I used a Raspberry Pi 400 all-in-one machine, but expect this to work with any model of Pi. Obviously, the more recent your version of Pi, the better speed you’ll get.
First of all, I sought out an HDMI-to-USB dongle. I checked with Les first to see what he’d used. This one on eBay did the job for him, but I thought: Can I get it cheaper? On Amazon, I found a similar-looking dongle for £5.99 (now £6.99) so, being a cheapskate (and having Amazon Prime), I bought one of those and it arrived soon enough.

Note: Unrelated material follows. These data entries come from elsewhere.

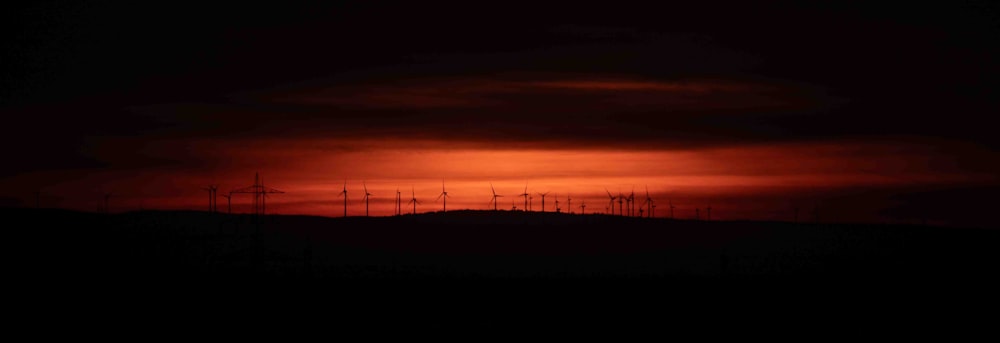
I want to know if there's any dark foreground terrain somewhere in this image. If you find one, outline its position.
[9,209,1000,332]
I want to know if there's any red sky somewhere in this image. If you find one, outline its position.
[7,4,1000,226]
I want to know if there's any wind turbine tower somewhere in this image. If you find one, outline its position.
[490,182,503,211]
[361,181,372,217]
[434,180,448,212]
[337,180,347,217]
[518,183,531,211]
[406,187,420,214]
[604,188,615,215]
[537,192,549,213]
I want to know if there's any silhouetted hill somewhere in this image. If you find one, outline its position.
[11,209,1000,279]
[9,208,1000,330]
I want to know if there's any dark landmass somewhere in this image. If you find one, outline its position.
[9,208,1000,325]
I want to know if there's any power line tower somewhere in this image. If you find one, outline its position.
[229,173,285,216]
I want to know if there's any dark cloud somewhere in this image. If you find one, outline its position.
[7,1,1000,174]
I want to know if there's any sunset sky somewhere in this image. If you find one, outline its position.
[0,1,1000,226]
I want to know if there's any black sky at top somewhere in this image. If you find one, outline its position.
[7,1,1000,172]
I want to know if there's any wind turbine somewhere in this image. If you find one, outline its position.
[406,187,420,214]
[202,185,219,213]
[537,192,549,213]
[625,186,635,217]
[361,181,372,217]
[222,192,233,214]
[337,180,347,217]
[604,188,615,215]
[639,186,653,217]
[490,182,503,211]
[518,182,531,211]
[395,187,403,216]
[434,180,448,212]
[612,188,625,216]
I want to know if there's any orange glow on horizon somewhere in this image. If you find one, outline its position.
[19,139,996,223]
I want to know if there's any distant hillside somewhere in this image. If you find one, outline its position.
[9,209,1000,286]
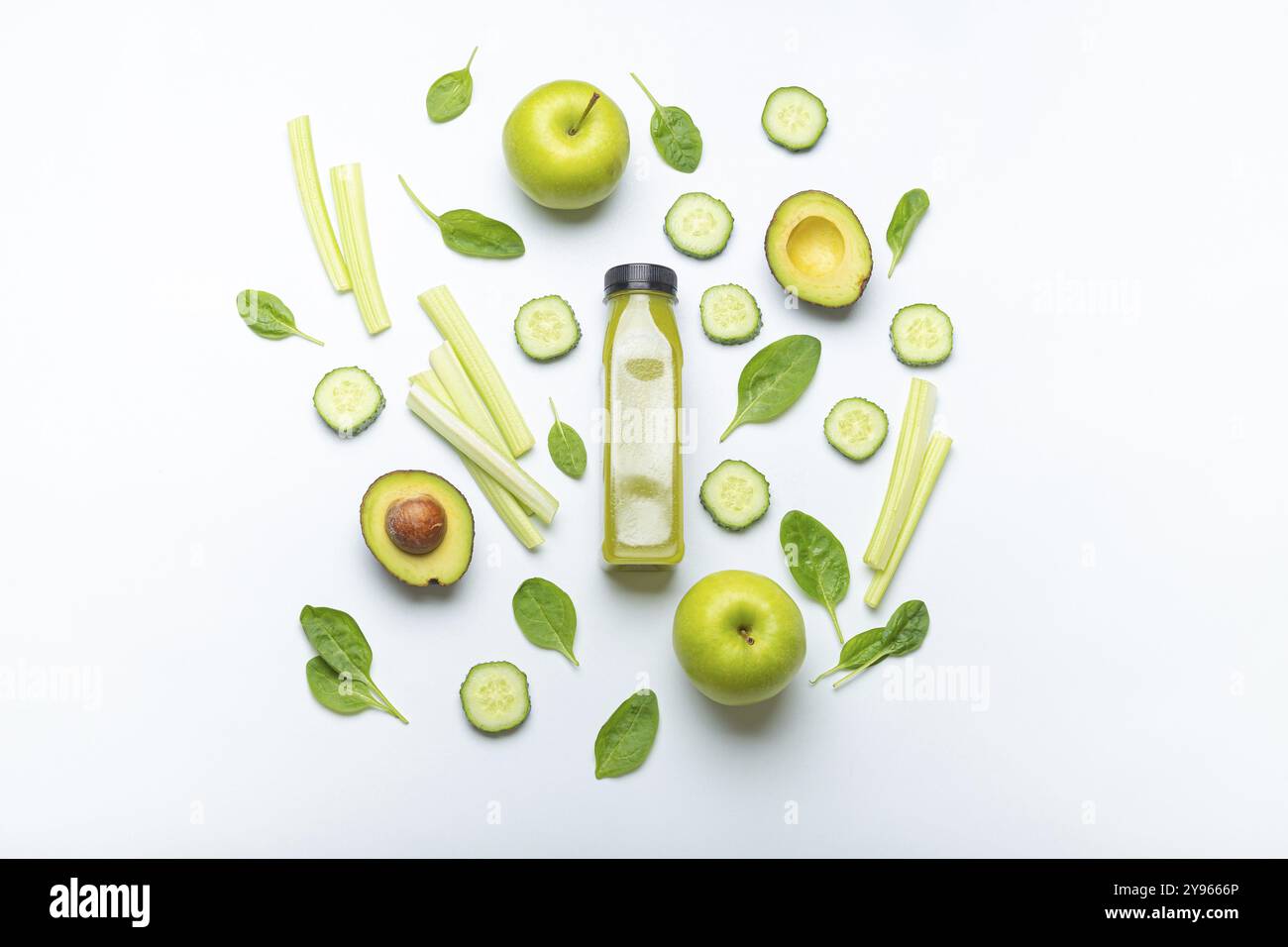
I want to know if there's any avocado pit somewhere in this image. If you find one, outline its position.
[385,493,447,556]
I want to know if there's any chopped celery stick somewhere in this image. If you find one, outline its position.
[863,377,935,570]
[863,430,953,608]
[411,371,542,549]
[407,385,559,523]
[331,164,389,335]
[429,342,532,514]
[286,115,351,292]
[417,286,536,458]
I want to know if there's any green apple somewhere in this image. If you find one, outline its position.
[671,570,805,706]
[501,78,631,210]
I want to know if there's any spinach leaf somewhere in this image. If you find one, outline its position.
[300,605,407,723]
[425,47,480,121]
[511,579,577,665]
[810,599,930,688]
[886,599,930,657]
[595,690,658,780]
[546,398,587,479]
[778,510,850,643]
[886,187,930,279]
[304,655,387,714]
[810,625,885,686]
[398,174,524,259]
[720,335,823,441]
[237,290,326,346]
[631,72,702,174]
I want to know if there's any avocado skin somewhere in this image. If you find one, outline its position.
[765,189,872,309]
[358,471,474,588]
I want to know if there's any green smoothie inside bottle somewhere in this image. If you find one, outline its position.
[602,263,684,569]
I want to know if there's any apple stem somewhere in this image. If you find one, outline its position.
[568,91,599,136]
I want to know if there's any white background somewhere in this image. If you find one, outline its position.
[0,3,1288,856]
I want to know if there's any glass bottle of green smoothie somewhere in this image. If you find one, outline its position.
[602,263,684,569]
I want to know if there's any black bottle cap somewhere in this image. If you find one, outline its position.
[604,263,678,296]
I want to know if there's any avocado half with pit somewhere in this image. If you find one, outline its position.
[765,191,872,308]
[360,471,474,585]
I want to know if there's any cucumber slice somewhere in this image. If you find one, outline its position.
[461,661,532,733]
[698,282,760,346]
[662,191,733,261]
[890,303,953,365]
[514,296,581,362]
[823,398,890,460]
[760,85,827,151]
[313,366,385,437]
[698,460,769,531]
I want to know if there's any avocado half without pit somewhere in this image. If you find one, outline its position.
[360,471,474,585]
[765,191,872,308]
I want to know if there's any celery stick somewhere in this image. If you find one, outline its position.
[863,430,953,608]
[407,386,559,523]
[286,115,352,292]
[417,286,536,458]
[863,377,935,570]
[411,371,542,549]
[331,164,389,335]
[429,342,532,515]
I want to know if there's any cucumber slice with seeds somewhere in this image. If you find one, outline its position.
[890,303,953,366]
[823,398,890,460]
[662,191,733,261]
[698,460,769,532]
[461,661,532,733]
[514,296,581,362]
[313,366,385,437]
[698,283,760,346]
[760,85,827,151]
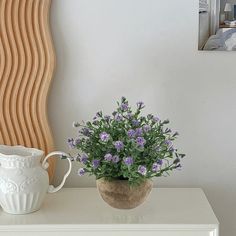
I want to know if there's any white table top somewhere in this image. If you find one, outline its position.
[0,188,219,229]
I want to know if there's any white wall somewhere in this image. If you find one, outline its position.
[220,0,236,19]
[49,0,236,236]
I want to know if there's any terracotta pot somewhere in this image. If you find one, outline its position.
[97,178,153,209]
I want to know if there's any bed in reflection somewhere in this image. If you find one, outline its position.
[203,28,236,51]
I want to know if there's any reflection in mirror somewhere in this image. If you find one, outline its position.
[198,0,236,51]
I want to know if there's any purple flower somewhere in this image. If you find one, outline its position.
[67,138,75,148]
[93,120,99,125]
[165,140,173,148]
[72,121,79,128]
[124,157,134,166]
[112,155,120,163]
[127,112,133,119]
[96,111,102,117]
[132,120,139,126]
[104,153,113,161]
[100,132,110,142]
[143,125,152,133]
[115,113,123,122]
[80,154,88,164]
[152,162,160,172]
[138,166,147,175]
[147,114,153,120]
[135,128,143,137]
[120,103,129,111]
[136,137,146,147]
[104,115,111,122]
[80,127,91,137]
[152,116,160,123]
[136,101,144,109]
[114,140,124,152]
[78,168,85,176]
[112,111,117,116]
[74,138,81,146]
[157,159,163,166]
[92,159,100,169]
[127,129,136,138]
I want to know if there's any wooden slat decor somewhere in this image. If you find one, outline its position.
[0,0,55,183]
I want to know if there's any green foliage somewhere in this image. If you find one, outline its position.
[68,97,185,185]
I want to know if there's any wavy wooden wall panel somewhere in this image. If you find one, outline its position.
[0,0,55,183]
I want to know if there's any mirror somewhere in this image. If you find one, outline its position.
[198,0,236,51]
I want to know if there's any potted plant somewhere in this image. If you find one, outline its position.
[68,97,184,209]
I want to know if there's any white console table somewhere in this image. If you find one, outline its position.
[0,188,219,236]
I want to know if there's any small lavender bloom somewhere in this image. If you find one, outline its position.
[147,114,153,120]
[78,168,85,176]
[112,111,117,116]
[112,155,120,163]
[136,101,144,109]
[165,140,173,148]
[80,154,88,164]
[74,138,81,146]
[104,115,111,122]
[120,103,129,111]
[135,128,143,136]
[136,137,146,147]
[152,162,160,172]
[80,127,91,137]
[96,111,102,117]
[72,121,79,128]
[124,157,134,166]
[114,140,124,152]
[100,132,110,142]
[127,112,133,119]
[127,129,136,138]
[173,132,179,136]
[93,120,99,125]
[115,113,123,122]
[67,138,75,148]
[121,96,126,102]
[132,120,139,126]
[92,159,100,169]
[157,159,163,166]
[104,153,113,161]
[152,116,160,123]
[143,125,152,133]
[138,166,147,175]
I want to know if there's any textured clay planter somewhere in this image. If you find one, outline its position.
[97,178,153,209]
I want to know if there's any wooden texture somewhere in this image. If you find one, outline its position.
[0,0,55,183]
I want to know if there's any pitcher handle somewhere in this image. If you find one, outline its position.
[42,151,72,193]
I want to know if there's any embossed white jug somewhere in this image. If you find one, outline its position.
[0,145,71,214]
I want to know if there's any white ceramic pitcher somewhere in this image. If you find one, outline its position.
[0,145,71,214]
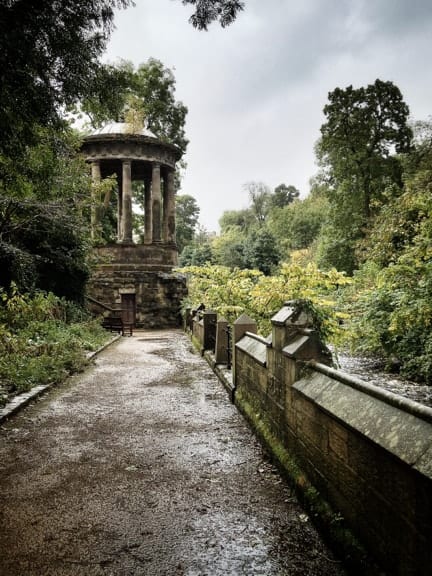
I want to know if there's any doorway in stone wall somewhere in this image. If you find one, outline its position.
[121,294,136,326]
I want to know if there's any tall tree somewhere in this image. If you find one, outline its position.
[182,0,244,30]
[270,184,300,208]
[243,182,271,226]
[317,80,412,272]
[0,0,131,162]
[176,194,200,253]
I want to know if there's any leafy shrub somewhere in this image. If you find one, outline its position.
[0,287,108,405]
[181,264,350,342]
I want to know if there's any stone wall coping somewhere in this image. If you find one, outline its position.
[271,304,296,326]
[244,332,272,348]
[292,371,432,478]
[235,332,268,366]
[282,334,309,358]
[307,360,432,423]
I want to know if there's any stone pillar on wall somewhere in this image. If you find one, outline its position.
[152,162,161,242]
[232,314,257,388]
[120,160,132,244]
[144,176,153,244]
[203,310,217,352]
[163,168,175,244]
[90,160,101,240]
[215,317,228,364]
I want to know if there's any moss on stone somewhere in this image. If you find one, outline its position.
[235,389,379,576]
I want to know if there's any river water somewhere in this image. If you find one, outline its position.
[337,353,432,408]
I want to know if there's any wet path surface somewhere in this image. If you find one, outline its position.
[0,331,343,576]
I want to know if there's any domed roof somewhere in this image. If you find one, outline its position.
[87,122,156,138]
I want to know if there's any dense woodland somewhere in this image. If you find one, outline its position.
[0,0,432,402]
[0,0,243,406]
[180,80,432,383]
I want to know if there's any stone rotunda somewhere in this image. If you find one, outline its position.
[81,122,186,328]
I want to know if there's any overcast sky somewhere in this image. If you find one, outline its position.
[105,0,432,231]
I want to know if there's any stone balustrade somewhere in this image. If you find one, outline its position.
[185,302,432,576]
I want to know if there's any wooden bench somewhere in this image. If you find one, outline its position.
[102,316,133,336]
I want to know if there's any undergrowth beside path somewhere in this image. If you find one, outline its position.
[0,288,109,406]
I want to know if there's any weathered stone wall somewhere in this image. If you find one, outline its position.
[234,306,432,576]
[87,246,187,328]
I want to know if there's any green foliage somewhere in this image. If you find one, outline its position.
[317,80,412,272]
[0,286,107,403]
[340,155,432,383]
[80,58,188,153]
[267,194,328,258]
[244,229,280,275]
[0,129,90,301]
[270,184,300,208]
[181,264,349,341]
[182,0,244,30]
[176,194,200,254]
[0,0,130,158]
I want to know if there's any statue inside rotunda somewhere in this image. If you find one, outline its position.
[81,122,186,328]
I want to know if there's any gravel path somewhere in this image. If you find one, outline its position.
[0,331,344,576]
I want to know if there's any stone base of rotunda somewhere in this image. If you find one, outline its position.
[87,245,187,328]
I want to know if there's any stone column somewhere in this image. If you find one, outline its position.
[163,168,175,244]
[144,176,153,244]
[152,162,161,242]
[120,160,132,244]
[90,160,101,240]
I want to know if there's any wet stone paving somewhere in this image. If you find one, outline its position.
[0,331,344,576]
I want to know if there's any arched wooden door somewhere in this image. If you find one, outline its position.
[121,294,136,326]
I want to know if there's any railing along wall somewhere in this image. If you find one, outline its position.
[184,302,432,576]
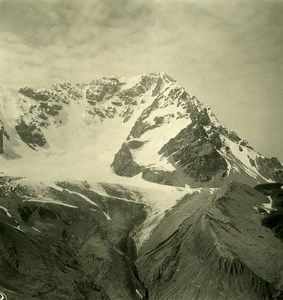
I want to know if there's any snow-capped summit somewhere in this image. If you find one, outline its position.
[0,73,283,186]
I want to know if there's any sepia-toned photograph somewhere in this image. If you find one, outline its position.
[0,0,283,300]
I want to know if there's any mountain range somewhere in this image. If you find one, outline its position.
[0,73,283,300]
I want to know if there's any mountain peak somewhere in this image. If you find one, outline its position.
[0,72,283,186]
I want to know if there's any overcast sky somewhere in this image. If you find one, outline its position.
[0,0,283,161]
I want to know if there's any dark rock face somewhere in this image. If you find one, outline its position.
[19,87,50,101]
[257,157,283,183]
[137,183,283,300]
[0,178,150,300]
[0,122,4,154]
[159,123,227,182]
[15,118,46,148]
[112,143,142,177]
[127,140,145,149]
[86,77,121,104]
[254,182,283,242]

I used an Official Raspberry Pi microHDMI to HDMI cable (knowing it was a good quality cable) and connected that to the dongle. I then used a USB-to-microUSB adapter that I had hanging around from a Raspberry Pi Zero kit that I got from The MagPi when I subscribed (although I’m sure any one of those adapter cables will work, you just need to make sure it carries the DATA line). I plugged that into my Chuwi 7″ tablet and then loaded up an app called “USB Camera Standard” from the Google Play store. I opened up the app, gave it permissions and… my tablet rebooted. Ah. That’s vexing. But, then, I wasn’t expecting a smooth ride – I fail so you don’t have to. 🙂
Had I got the wrong dongle, I asked myself? Maybe. Let’s try it with my Honor 7x mobile phone…
I plugged everything in, downloaded the same app, opened it, gave the permissions and ping! There was the Raspberry Pi desktop, albeit small. I enabled the Pixel Doubling function in the Raspberry Pi Configuration app under “Preferences” in the Pi’s menu and allowed the Pi to reboot. (This trick is on Les’ blog post here). This doubled the size of everything and I was shown what you see above. You can make the app go full-screen by clicking on the three dots at the top right. This makes the display even clearer. Just good enough for some coding/maintenance/emergency usage.
I then wondered… if all the adapter is doing is converting the HDMI output into an incoming webcam stream, can’t I just use my laptop in the same way? So, I removed the USB-to-microUSB adapter, plugged the dongle into a USB hub (because my laptop is a bit limited on ports, not for any other reason) and Windows reported that it was adding a new device. Excellent! But how to view the output? Well, my mind immediately went to Zoom which I know just displays any camera input (and because I’ve used it every single day recently!). I loaded up Zoom and… it… displayed… oh, hang on, it’s mirrored. But, that’s not a problem – you go into the Video Settings screen and uncheck the Mirror My Video box.
So, that’s the laptop screen outputting the webcam input from an HDMI-to-USB dongle from a Raspberry Pi’s HDMI output!
Yes, I know it’s all possible with a VNC server/client, but this is a great quick-to-get-setup option if you need a screen for your Pi but don’t want to lug around a monitor with a power supply!